Re: Feature request: provide a persistent IDs on a commit

[Date Prev][Date Next][Thread Prev][Thread Next][Date Index][Thread Index]

 



On Tue, Jul 19 2022, Stephen Finucane wrote:

> On Mon, 2022-07-18 at 20:50 +0200, Ævar Arnfjörð Bjarmason wrote:
>> On Mon, Jul 18 2022, Stephen Finucane wrote:
>> 
>> > ...to track evolution of a patch through time.
>> > 
>> > tl;dr: How hard would it be to retrofit an 'ChangeID' concept à la the 'Change-
>> > ID' trailer used by Gerrit into git core?
>> > 
>> > Firstly, apologies in advance if this is the wrong forum to post a feature
>> > request. I help maintain the Patchwork project [1], which a web-based tool that
>> > provides a mechanism to track the state of patches submitted to a mailing list
>> > and make sure stuff doesn't slip through the crack. One of our long-term goals
>> > has been to track the evolution of an individual patch through multiple
>> > revisions. This is surprisingly hard goal because oftentimes there isn't a whole
>> > lot to work with. One can try to guess whether things are the same by inspecting
>> > the metadata of the commit (subject, author, commit message, and the diff
>> > itself) but each of these metadata items are subject to arbitrary changes and
>> > are therefore fallible.
>> > 
>> > One of the mechanisms I've seen used to address this is the 'Change-ID' trailer
>> > used by Gerrit. For anyone that hasn't seen this, the Gerrit server provides a
>> > git commit hook that you can install locally. When installed, this appends a
>> > 'Change-ID' trailer to each and every commit message. In this way, the evolution
>> > of a patch (or a "change", in Gerrit parlance) can be tracked through time since
>> > the Change ID provides an authoritative answer to the question "is this still
>> > the same patch". Unfortunately, there are still some obvious downside to this
>> > approach. Not only does this additional trailer clutter your commit messages but
>> > it's also something the user must install themselves. While Gerrit can insist
>> > that this is installed before pushing a change, this isn't an option for any of
>> > the common forges nor is it something git-send-email supports.
>> 
>> git format-patch+send-email will send your trailers along as-is, how
>> doesn't it support Change-Id. Does it need some support that any other
>> made-up trailer doesn't?
>
> It supports sending the trailers, sure. What it doesn't support is insisting you
> send this specific trailer (Change-Id). Only Gerrit can do this (server side,
> thankfully, which means you don't need to ask all contributors to install this
> hook if you want to rely on it for tooling, CI, etc.).

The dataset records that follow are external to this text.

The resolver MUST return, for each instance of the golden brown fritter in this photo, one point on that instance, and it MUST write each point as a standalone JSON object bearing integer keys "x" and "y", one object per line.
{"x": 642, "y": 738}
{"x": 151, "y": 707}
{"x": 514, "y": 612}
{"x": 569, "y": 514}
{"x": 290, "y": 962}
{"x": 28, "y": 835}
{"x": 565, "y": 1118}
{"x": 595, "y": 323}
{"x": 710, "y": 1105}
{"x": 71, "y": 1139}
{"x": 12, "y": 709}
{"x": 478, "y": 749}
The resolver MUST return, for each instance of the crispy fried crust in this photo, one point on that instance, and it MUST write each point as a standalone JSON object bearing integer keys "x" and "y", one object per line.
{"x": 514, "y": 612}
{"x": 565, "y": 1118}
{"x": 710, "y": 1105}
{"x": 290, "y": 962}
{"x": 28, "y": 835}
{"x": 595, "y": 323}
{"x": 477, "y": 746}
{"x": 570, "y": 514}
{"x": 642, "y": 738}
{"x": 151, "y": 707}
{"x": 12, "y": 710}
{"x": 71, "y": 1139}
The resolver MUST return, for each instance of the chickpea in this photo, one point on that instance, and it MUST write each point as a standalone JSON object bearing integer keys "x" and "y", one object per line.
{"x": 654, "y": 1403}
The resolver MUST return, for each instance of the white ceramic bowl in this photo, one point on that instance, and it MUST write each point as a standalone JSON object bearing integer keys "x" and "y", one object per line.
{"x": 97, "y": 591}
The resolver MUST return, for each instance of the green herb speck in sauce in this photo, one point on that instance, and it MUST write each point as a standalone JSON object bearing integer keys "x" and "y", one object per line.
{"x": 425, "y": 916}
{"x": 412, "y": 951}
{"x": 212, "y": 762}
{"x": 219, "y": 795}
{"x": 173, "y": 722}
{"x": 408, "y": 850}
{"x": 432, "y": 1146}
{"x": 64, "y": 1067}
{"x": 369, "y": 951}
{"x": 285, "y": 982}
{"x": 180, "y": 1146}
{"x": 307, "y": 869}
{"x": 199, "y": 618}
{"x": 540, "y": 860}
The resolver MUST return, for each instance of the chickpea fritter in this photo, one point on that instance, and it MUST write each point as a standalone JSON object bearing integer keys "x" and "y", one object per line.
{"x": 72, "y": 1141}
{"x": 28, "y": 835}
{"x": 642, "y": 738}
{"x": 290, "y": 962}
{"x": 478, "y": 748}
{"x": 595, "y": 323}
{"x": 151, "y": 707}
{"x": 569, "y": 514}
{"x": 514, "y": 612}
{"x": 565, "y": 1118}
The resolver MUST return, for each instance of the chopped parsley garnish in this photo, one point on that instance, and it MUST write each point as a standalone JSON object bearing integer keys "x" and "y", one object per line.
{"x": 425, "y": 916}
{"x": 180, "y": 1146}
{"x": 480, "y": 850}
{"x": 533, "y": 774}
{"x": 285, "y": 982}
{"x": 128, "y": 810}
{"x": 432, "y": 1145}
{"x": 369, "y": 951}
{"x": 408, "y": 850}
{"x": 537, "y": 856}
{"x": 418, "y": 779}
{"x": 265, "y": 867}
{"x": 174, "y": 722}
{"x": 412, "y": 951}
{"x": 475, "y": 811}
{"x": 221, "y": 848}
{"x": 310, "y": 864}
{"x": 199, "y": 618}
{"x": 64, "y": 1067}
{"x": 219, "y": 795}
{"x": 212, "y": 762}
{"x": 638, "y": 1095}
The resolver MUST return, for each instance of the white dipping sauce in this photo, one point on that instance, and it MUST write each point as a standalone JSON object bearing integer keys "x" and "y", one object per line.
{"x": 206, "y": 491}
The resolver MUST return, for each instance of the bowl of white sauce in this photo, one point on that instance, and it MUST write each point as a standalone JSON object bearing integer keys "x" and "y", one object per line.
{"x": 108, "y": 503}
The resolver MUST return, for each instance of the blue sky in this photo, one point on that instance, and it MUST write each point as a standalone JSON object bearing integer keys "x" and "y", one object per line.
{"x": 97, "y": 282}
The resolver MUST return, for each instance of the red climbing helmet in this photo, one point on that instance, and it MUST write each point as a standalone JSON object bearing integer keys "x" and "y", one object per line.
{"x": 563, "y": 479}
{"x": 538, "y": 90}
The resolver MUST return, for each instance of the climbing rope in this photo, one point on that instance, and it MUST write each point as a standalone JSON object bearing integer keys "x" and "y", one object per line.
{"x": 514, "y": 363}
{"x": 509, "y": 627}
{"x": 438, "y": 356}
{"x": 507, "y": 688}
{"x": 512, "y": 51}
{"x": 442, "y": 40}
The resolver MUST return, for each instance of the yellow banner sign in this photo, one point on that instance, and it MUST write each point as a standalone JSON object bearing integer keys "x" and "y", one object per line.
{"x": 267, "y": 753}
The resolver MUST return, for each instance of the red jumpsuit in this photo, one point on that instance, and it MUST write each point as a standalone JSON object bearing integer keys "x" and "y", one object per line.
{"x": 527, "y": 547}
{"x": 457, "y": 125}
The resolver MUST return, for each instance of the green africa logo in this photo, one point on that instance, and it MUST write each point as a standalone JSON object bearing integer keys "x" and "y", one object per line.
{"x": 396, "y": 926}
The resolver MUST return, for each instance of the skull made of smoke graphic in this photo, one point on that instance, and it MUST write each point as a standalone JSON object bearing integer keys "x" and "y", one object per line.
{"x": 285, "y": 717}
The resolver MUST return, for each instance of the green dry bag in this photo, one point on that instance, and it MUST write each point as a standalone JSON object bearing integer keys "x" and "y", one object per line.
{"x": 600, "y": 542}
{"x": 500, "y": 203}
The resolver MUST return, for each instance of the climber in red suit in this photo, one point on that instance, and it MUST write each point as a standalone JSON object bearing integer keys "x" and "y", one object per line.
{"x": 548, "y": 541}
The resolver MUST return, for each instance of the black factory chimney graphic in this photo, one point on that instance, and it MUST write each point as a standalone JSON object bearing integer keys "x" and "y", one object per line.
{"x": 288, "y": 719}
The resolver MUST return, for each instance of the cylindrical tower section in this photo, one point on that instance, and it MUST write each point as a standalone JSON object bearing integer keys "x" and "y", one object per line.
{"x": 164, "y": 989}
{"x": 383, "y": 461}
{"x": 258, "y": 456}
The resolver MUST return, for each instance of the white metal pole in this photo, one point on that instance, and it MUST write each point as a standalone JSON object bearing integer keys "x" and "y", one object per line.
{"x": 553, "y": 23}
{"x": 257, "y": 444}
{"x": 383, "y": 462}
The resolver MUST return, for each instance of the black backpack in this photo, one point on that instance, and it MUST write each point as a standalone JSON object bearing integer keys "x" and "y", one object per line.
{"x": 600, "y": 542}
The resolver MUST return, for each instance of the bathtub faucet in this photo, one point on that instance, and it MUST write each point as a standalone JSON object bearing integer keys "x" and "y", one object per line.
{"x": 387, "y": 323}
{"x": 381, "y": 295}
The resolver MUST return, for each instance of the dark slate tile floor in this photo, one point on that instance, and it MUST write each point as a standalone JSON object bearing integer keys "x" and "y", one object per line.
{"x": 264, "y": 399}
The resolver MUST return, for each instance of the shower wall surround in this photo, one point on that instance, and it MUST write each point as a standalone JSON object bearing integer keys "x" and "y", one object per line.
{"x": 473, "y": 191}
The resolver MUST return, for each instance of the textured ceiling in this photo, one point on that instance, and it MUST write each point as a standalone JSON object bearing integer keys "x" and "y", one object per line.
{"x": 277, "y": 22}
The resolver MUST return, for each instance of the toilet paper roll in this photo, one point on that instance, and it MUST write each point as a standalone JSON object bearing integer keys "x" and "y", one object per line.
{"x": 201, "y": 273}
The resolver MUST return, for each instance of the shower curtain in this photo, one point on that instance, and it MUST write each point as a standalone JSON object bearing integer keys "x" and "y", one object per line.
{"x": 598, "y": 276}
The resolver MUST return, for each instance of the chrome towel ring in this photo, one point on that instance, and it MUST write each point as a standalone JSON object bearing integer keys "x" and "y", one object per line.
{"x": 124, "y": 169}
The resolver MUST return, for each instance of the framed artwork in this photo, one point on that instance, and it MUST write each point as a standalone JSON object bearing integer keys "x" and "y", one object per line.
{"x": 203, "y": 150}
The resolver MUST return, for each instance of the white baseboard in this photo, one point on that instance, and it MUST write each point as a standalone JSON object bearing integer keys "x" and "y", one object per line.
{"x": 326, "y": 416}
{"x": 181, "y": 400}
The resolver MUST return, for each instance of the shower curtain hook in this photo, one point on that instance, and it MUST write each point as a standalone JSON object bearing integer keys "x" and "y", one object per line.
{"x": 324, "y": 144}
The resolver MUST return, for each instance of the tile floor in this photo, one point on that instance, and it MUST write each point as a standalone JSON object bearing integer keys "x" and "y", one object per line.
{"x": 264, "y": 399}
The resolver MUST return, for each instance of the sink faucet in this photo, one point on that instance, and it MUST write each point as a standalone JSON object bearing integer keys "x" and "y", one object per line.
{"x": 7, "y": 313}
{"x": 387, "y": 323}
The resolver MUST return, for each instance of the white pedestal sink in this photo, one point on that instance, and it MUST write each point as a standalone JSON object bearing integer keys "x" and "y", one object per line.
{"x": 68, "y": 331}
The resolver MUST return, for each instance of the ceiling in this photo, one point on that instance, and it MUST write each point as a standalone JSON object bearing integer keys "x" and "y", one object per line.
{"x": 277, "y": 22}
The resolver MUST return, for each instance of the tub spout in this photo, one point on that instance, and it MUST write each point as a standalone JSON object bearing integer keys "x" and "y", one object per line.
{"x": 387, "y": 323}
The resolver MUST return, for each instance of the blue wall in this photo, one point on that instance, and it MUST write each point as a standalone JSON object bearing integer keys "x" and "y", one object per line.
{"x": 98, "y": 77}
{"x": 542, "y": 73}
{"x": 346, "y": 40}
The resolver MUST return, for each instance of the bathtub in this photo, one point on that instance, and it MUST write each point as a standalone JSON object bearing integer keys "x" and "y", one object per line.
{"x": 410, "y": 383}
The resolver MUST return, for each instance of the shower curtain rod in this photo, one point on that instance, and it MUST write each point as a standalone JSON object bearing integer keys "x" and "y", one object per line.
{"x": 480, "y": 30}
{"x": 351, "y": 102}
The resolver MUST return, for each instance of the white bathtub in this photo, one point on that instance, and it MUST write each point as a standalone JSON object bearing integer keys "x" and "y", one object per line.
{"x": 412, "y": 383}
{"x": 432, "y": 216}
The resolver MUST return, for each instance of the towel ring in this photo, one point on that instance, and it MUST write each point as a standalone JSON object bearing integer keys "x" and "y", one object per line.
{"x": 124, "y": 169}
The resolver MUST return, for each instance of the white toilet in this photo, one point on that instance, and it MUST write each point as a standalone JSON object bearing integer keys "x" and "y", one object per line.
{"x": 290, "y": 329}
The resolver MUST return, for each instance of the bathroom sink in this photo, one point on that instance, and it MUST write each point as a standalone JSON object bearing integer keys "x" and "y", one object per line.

Ah, it's still unclear to me what you're proposing here though. That
send-email always (generates?) or otherwise insists on the trailer, that
it can be configured ot add it?

That send-email have some "pre-send-email" hook? Something else?

I'd think for projects that care about this they're likely to have a
centralized enough workflow that it can be checked on the remote side,
whether that's some sanity check on the applier's "git am" pipeline, or
a "pre-receive" hook.

>> > I imagine most people working with mailing list based workflows have their own
>> > client side tooling to support this while software forges like GitHub and GitLab
>> > simply don't bother tracking version history between individual commits in a
>> > pull/merge request.
>> 
>> It's far from ideal, but at least GitLab shows a diff on a push to a MR,
>> including if it's force-pushed. I'm not sure about GitHub.
>
> GitHub does not. Simply piling multiple additional "fix" commits onto the PR
> branch results in a less horrible review experience since you can maintain
> context, alas at the cost of a rotten git log. We don't need to debate the pros
> and cons of the various forges though :)

Yes, I'm only mentioning it because it's worth looking at existing
"solutions" that are in use in the wild, however flawed those may be.

>> > IMO though, it would be fantastic if third party tools
>> > weren't necessary though. What I suspect we want is a persistent ID (or rather
>> > UUID) that never changes regardless of how many times a patch is cherry-picked,
>> > rebased, or otherwise modified, similar to the Author and AuthorDate fields.
>> > Like Author and AuthorDate, it would be part of the core git commit metadata
>> > rather than something in the commit message like Signed-Off-By or Change-ID.
>> > 
>> > Has such an idea ever been explored? Is it even possible? Would it be broadly
>> > useful?
>> 
>> This has come up a bunch of times. I think that the thing git itself
>> should be doing is to lean into the same notion that we use for tracking
>> renames. I.e. we don't, we analyze history after-the-fact and spot the
>> renames for you.
>
> Any idea where I'd find previous discussions on this? I did look, and the only
> proposal I found was an old one that seemed to suggest including the Change-Id
> commit-msg hook with git itself which is not what I'm suggesting here.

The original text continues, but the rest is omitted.